Я знаю, что должен быть выше подобных вещей, но не могу. Мне стыдно в этом признаваться, но еще более стыдно было бы не признаться.
Ну да ладно! Случается это не так уж часто, а потом, у меня есть свои утешения. Сегодня я обнаружил, что посредством кальцифилаксии можно избирательно вызывать отложения кальция в блуждающих нервах. Удивительно! Какие таинственные химические процессы должны отвечать за тот факт, что организм в состоянии выборочно посылать кальций в эти два нерва? В голову приходит множество идей, ведь эта находка дает простор бесконечному количеству новых экспериментов. В сравнении с этим сочинение мисс Джонсон о Шекспире не столь уж важно. Так стоит ли беспокоиться об этом?.. Досадно лишь то, что я все же делаю это, немножко...

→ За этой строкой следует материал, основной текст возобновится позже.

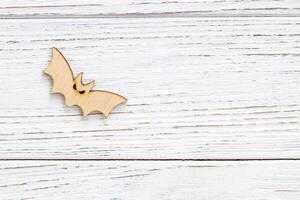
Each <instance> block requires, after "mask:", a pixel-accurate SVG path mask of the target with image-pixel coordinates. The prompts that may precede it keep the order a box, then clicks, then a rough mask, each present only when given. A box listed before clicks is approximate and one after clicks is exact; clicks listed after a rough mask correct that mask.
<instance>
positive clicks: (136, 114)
mask: <svg viewBox="0 0 300 200" xmlns="http://www.w3.org/2000/svg"><path fill="white" fill-rule="evenodd" d="M7 22H9V23H7ZM299 24H300V18H297V17H284V18H278V17H276V18H270V17H268V18H256V19H255V20H253V18H245V17H243V18H237V17H235V18H160V19H156V18H150V19H146V18H144V19H138V18H134V19H76V20H74V19H43V20H39V19H34V20H28V19H27V20H1V26H0V35H1V40H0V47H1V49H0V51H1V54H0V72H1V73H0V80H1V85H0V89H1V91H3V93H2V94H1V98H0V130H1V132H0V158H1V159H6V158H25V159H26V158H84V159H89V158H100V159H102V158H128V159H131V158H149V159H152V158H153V159H156V158H179V159H180V158H183V159H188V158H193V159H198V158H199V159H203V158H204V159H205V158H209V159H214V158H246V159H247V158H299V151H300V146H299V143H300V134H299V130H300V129H299V116H300V101H299V97H300V87H299V84H300V71H299V61H300V57H299V55H300V48H299V43H300V34H299V33H300V26H299ZM52 46H56V47H58V48H60V49H62V50H63V52H64V54H65V56H66V57H68V59H69V61H70V63H71V65H72V66H73V69H74V73H78V72H80V71H85V72H86V79H87V80H86V81H88V80H95V81H96V87H97V88H99V89H104V90H109V91H115V92H117V93H120V94H124V96H126V97H128V99H130V100H129V101H128V103H127V104H126V106H122V107H120V108H118V109H116V110H115V111H114V112H113V114H112V115H111V116H110V118H109V119H107V120H104V119H103V120H100V119H99V116H98V115H92V116H89V117H88V120H82V117H81V116H80V114H79V113H78V110H76V109H74V108H66V107H65V106H64V105H63V100H62V97H61V96H59V95H50V94H49V88H50V82H49V80H47V77H46V76H43V75H42V70H43V69H44V68H45V67H46V66H47V63H48V61H49V59H50V55H51V51H50V50H51V47H52ZM16 97H17V98H16Z"/></svg>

Каждый ученый - неисправимый индивидуалист, и потому вопрос подчинения чьим-либо приказам или авторитетам для него чрезвычайно болезнен. Способ выражения им собственного взгляда на природу не терпит волевого вмешательства. Ученый не может работать под началом руководителя, который заставляет его заниматься маловажными, с его точки зрения, проблемами или использовать методы, которым он не доверяет. И тем не менее ученому нужно проявлять достаточную гибкость, чтобы приспособиться к условиям той социальной структуры, которая обеспечивает его всем необходимым для работы. В зависимости от собственного мировоззрения каждый ученый определяет приемлемую для себя степень компромисса с политическими и философскими принципами страны, в которой он живет, университета, в котором работает, и финансирующих организаций, которые самым непосредственным образом регулируют его деятельность. Так или иначе компромиссы в интересах дела неизбежны.